TARA: And improve our health. That’s really been quite an enlightening experience for me as well.

4 comments so far.

  1. avatar Dianne Lopp says:

    Can Ms. Stahl explain why she found it “funny” that, according to Ms. Parker-Pope” Christians supposedly have less sex?  Why is it amusing to her?

    • avatar Briana Baran says:

      Actually, that particular statistic has been found to hold true in a number of different studies…and they weren’t all organized and analyzed by Jews and agnostics, either.
       
      Why is this funny? Because quite a few Christians, and, of course, the various Christian religious organizations, preach that only through a Christian marriage will a couple find wedded bliss and spousal harmony. Now, part of this wedded bliss is usually sex (unless you don’t like sex, and perhaps that is part of that 20% gap).
       
      I do understand that, per the Old Testament (the part of the Christian Bible that many Christians use to selectively determine which bits validate their own, personal values, fears, hatreds and beliefs…then ignore the rest) does firmly, unequivocally state that sex is for procreation, not for funsies (except the Song of Solomon, which is intensely erotic, and never mentions babies, or procreating…but a lot of stuff that makes some Christians get really antsy and pretend they’ve never noticed is actually in their…gasp…Bible. And if you think that’s naughty, you should read certain passages in Kabbalah. And no, I’m not a New age Madonna fan).
       
      Which leads to the prohibition of birth control, and pre-marital sex (why would you want to have babies before you’re married? They’d be…bastards!), and of course, same-sex sex. And masturbation, which would embarrass the angels. O, and fun. Or so at least certain dour Christian fundy types like to claim. So the idea of Christians having lots of sex, for amusement’s sake, is something that strikes certain people as odd to begin with.
       
      But yet, many Christians claim to be very happy and have wonderful married lives. I suppose that this accounts for the higher percentage of pornography consumption in so-called Red States, which have a very high concentration of church-going, god-fearing Christians. No, I didn’t make that up, and it isn’t left-wing propaganda. But one does wonder why people allegedly so satisfied with their sexual lives are lurking on internet porn sites quit so much.
       
      Which is why it’s so funny. Us horrible, not-doing-it-the-right-way agnostics (that is funny, because almost every Christian I’ve met has thought I was not only an atheist, which is something completely different, but maybe breaking the law) and the supposedly sexually repressed Jews are actually having more sex than the properly-married-in-the-eyes-of-god Christians. There are many possible reasons for this, including the fact that many Christians won’t use birth control at all, and so abstain to prevent the birth of more children…and that a surprising number of Christian women I have personally known, or read the words of on the Web, feel that once they’re done having kids, their “marital duties” are also finished, now and forever.
       
      I don’t know…but it is amusing.

      • avatar Dianne Lopp says:

        I didn’t ask you if you thought that quote was funny, nor am I particularly interested in your reasoning—and I use the term loosely.

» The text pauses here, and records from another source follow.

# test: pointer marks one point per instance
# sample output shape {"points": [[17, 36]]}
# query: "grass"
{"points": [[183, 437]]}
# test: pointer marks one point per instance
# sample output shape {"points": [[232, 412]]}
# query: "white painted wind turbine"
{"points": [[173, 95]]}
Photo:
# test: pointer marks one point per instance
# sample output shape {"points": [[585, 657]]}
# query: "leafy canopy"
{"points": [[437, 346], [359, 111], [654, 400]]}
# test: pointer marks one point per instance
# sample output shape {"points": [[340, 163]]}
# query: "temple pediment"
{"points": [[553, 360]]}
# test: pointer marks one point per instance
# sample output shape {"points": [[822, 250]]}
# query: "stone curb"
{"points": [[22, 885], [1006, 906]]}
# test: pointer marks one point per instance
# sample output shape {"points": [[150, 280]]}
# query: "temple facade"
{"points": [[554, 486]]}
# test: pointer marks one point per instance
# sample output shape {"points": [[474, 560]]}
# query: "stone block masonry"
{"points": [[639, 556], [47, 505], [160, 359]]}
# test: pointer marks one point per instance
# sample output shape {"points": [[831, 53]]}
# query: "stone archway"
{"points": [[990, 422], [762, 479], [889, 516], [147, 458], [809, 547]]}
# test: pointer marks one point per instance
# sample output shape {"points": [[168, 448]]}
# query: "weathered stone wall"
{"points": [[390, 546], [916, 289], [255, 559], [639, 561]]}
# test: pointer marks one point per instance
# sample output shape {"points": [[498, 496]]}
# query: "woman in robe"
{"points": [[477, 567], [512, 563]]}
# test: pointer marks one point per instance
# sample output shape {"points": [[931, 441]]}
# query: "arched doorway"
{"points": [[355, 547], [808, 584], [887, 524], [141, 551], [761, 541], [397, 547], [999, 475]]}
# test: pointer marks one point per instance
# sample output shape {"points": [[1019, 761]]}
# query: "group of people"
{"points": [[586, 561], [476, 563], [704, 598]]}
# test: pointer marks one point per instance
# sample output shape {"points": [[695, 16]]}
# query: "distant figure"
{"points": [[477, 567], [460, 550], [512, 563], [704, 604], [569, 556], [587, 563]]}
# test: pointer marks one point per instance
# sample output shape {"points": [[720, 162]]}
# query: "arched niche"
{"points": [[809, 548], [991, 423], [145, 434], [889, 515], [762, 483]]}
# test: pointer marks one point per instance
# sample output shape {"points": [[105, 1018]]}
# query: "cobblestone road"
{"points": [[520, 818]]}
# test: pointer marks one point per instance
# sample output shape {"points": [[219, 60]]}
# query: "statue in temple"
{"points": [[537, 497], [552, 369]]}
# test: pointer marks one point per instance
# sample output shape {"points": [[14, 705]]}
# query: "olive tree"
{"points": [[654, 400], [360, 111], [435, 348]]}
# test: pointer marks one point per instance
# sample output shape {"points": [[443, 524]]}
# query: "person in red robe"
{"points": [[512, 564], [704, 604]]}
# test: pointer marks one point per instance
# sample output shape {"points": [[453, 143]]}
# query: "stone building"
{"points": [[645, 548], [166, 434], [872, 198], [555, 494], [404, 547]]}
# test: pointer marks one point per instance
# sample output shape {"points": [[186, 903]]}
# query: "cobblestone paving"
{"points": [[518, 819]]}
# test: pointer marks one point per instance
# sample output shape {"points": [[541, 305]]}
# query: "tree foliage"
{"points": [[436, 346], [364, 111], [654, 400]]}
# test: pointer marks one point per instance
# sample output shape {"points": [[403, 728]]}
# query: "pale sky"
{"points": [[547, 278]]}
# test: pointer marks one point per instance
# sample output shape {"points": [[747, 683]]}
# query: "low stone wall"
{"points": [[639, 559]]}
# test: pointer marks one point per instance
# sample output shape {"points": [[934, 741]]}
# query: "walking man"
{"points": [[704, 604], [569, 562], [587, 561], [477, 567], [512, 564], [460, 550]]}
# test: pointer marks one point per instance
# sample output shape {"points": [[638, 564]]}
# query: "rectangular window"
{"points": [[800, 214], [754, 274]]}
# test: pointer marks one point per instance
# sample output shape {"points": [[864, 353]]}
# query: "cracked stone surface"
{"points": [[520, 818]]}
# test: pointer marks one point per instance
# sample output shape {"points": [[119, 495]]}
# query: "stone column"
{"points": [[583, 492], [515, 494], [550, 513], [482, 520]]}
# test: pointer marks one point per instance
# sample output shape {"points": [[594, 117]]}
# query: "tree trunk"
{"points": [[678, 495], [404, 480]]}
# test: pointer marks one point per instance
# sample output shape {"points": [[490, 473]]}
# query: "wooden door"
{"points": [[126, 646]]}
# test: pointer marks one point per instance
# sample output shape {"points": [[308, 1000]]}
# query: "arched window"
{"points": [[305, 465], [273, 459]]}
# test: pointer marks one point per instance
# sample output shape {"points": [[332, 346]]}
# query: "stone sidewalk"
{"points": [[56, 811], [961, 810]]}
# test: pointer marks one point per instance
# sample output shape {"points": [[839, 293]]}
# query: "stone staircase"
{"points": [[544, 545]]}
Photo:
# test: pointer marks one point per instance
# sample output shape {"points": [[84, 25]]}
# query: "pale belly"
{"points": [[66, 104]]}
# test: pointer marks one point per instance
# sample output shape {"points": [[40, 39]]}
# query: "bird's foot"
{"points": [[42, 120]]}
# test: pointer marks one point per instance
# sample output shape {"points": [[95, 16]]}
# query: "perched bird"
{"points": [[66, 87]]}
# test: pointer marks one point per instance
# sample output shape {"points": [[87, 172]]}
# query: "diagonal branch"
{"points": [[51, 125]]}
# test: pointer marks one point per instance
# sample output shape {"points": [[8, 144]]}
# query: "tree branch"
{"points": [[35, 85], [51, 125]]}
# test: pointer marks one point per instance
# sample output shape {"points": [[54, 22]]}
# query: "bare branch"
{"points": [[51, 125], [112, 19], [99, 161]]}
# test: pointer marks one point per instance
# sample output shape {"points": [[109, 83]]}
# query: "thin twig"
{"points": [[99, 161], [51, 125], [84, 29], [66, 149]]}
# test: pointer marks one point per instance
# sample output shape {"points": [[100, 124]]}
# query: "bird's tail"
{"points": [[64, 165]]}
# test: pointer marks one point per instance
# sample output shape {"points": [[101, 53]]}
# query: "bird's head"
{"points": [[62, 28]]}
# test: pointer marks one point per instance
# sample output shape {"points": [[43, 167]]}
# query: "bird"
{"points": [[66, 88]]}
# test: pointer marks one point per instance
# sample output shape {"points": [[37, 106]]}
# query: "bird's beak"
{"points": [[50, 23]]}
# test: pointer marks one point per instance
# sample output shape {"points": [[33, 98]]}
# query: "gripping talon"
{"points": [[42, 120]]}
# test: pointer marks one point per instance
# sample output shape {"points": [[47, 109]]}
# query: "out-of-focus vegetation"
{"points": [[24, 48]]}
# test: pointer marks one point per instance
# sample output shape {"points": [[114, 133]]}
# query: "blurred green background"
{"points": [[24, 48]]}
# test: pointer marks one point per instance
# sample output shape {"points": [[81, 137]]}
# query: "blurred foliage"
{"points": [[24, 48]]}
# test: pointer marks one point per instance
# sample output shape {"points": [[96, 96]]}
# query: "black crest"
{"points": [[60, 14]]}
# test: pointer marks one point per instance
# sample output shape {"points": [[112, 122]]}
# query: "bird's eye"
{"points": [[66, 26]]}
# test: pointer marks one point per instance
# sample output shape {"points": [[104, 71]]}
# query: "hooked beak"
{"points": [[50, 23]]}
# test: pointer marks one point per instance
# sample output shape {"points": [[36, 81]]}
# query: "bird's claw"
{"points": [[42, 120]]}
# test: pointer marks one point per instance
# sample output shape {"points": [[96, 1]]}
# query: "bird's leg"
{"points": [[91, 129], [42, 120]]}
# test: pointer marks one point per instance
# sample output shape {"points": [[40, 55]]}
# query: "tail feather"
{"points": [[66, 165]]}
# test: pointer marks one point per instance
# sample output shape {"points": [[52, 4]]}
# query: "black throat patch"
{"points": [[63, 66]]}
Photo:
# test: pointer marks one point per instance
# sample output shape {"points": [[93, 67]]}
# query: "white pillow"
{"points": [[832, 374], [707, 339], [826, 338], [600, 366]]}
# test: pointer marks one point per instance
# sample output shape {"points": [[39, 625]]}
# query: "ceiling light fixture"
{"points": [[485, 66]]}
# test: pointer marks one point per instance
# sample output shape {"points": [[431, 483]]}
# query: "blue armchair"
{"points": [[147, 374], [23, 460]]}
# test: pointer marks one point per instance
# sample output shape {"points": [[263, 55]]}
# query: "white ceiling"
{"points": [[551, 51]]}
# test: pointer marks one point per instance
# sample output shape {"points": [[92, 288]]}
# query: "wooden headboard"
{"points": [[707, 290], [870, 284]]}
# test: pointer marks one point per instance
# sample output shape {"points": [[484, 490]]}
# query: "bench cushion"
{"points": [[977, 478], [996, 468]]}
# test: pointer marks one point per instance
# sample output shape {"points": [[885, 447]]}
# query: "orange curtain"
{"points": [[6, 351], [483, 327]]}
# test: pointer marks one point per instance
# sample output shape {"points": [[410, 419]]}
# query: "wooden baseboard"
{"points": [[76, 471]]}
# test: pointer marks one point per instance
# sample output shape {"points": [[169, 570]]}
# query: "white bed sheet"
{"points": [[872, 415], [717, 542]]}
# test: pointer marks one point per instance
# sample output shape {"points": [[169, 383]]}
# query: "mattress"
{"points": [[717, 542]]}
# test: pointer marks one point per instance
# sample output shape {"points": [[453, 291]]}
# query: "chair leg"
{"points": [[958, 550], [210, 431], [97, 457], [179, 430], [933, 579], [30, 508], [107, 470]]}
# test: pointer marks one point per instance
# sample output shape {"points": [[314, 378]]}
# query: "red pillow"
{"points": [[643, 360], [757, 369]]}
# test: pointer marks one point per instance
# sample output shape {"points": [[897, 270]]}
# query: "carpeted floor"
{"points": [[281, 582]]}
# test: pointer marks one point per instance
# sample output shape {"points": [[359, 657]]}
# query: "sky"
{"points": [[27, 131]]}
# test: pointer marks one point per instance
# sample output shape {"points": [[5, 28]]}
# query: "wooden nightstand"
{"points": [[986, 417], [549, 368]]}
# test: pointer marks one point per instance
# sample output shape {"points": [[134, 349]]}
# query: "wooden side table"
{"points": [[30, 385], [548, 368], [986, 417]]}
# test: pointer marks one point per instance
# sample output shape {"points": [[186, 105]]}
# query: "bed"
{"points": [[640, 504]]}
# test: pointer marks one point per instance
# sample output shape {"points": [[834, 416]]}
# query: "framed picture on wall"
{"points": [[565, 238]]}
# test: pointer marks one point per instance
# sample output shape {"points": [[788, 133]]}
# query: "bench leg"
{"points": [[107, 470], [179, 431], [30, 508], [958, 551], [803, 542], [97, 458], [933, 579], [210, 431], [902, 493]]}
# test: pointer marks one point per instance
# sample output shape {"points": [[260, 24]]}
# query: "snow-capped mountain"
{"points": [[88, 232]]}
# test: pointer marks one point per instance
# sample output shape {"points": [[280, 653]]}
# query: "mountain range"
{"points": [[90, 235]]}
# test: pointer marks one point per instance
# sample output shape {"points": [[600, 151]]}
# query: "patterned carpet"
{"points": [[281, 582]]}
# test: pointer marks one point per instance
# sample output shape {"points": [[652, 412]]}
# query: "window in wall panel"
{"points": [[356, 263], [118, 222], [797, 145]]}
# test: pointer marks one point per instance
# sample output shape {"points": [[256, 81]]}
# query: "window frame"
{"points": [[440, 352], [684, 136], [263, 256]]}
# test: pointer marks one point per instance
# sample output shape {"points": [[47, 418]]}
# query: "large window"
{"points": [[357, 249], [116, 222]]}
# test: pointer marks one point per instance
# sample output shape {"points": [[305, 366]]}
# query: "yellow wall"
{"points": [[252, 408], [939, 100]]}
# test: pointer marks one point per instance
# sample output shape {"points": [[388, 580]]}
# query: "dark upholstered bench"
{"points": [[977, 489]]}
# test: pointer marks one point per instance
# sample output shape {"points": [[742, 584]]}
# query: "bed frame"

  2. avatar Linda Myers says:

    I have noticed people who have been married for a long time seem to mirror each other in size, body language, likes and dislikes, etc. Outside of their gender they are pretty much the same, and this is more common in happy relationships. Is this just because they have spent so much time together viewing each other or after a period of time the two lose their individuality? Of the couples I know, early on their characteristics were miles apart.